On May 6, a blogger named Aslan Sagutdinov was arrested for holding a blank poster in a public square in Uralsk, Kazakhstan. Aslan Sagutdinov’s action was an experiment in crossing the line of public demonstration in the country, despite his lack of an obvious political message. He was released some hours later, but individuals on social media supported him with a wave of selfies holding blank papers.
On May 1, mass protests took place in Nur-Sultan, the capital of Kazakhstan (formerly called Astana and renamed after the country’s former President Nursultan Nazarbayev), and Almaty, the country’s largest city. The marches resulted in the arrest of around 80 people. The protesters gathered in opposition to an upcoming June election to replace Nazarbayev, saying that civilians are not provided sufficient political diversity in their choice of candidates. Nazarbayev stepped down on March 19, and his political ally Kassym-Jomart Tokayev is now the nominee of the ruling party. Nazarbayev stayed in power for 30 years, starting in 1989 (initially as the First Secretary of the Communist Party of the Kazakh SSR, and then from 1990 as president). It is possible that his successor will attempt to stay for a comparable time.
On May 1, the protesters demanded the cancellation of the elections, labeling them as unconstitutional, as they lack real competition, opposed the renaming of Astana to Nur-Sultan, and demanded the release of the political prisoners, many of whom were arrested at the previous marches and actions. For example, on April 21, Asya Tulesova and Beibarys Tolymbekov were jailed for 15 days for violating Kazakhstan’s public assembly law after hanging up a banner along the Almaty marathon route which read “You can’t run from the truth.” Then, on April 29, artist Roman Zakharov hung a banner over the main highway in Almaty reading: “The people shall be the only source of governmental power” (a direct quote from Kazakhstan’s Constitution). He charged with “petty hooliganism” for littering and sentenced to five days in prison. However, that same night his sentence was changed to a fine on appeal.
Sagutdinov knew that his demonstration, which took place a week later, could not avoid being seen in the light of the recent anti-governmental protests, predicting that these political statements would be ascribed to his own action. His protest and arrest, however, demonstrated that seemingly empty expression, when placed in the correct context, sometimes means more than a political statement. “I want to show that the idiocy in our country has gotten so strong that the police will detain me now even though there are no inscriptions, no slogans, without my chanting or saying anything,” he said in a video of his arrest.
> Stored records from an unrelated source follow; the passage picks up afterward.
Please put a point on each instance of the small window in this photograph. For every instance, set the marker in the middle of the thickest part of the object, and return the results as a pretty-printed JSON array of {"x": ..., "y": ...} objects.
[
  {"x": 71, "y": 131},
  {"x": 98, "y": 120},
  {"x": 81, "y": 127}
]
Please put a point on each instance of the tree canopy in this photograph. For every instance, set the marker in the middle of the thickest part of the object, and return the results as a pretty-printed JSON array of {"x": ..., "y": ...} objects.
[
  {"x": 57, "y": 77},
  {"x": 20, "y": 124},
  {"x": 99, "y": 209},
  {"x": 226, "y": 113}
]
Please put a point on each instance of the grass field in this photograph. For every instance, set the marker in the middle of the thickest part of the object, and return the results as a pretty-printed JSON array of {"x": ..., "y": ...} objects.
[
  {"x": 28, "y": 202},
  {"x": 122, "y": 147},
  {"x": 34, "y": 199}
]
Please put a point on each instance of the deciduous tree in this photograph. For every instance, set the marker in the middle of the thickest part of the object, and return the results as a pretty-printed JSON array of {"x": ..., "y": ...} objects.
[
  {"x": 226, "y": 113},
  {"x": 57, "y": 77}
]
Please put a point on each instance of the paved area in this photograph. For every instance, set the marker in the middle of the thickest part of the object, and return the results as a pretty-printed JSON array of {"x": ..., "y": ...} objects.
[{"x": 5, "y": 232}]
On Facebook, Sagutdinov wrote in a post (translated from Russian): “People are surprised that someone was detained for a quote from the Constitution. I showed you today that you can be with a blank poster or even without it and if you are filmed by a camera in the square, then you will be detained. They [police] were long thinking what to do with me, even argued between themselves, and at the end, they released me.” Bolatbek Beldibekov, a press representative of the local police department, told the newspaper Uralskaya Nedelya that Sagutdinov’s offense was his claim that “there is no democracy and free speech in Kazakhstan.”
The blank posters of Sagutdinov and his Instagram followers propose a symbolic opposition to the absence of choice, granting total freedom to the discretion of the viewer. Protests using blank posters have become a staple in the post-Soviet nations, especially in Russia. Activist Ilya Tkachenko was arrested in St. Petersburg in January 2019 for demonstrating a blank poster. Five years ago, in 2014, the protesters in Moscow’s Manezh Square picketed with “invisible” signs that they pretended to hold in their hands. The police detained them all.
The “blank poster” protesters, on one hand, hint to the isolation of the political space where the freedom of speech occurs. On the other hand, they signal their belonging to the world overloaded with the information and hypertext, the world where saying nothing means more than any statement. It is especially crucial in a Kazakhstan, a nation emblematic of the post-Soviet space, where the social networks, as a relatively unregulated communication media, provide a powerful tool for the discussion of social policies, state of human rights, and justice. Meanwhile, it is impossible to address these issues via controlled mass media or the official bureaucratic system.
The intersection of Sagutdinov’s political action with art is the place where emptiness meets meaning. The blankness of the poster is comparable to the statement that John Cage made in his famous work 4’33” (1952) when he allowed the listeners to interpret a perceived silence. Cage then emphasized, however, that what is typically understood as silence in his piece, are actually the sounds of the environment. Similarly, Sagutdinov’s blank poster highlights the social unrest in Kazakhstan as the predominant context for public expression and the limitations on the freedom of speech as the moving force behind the repressions sanctioned by the ruling party.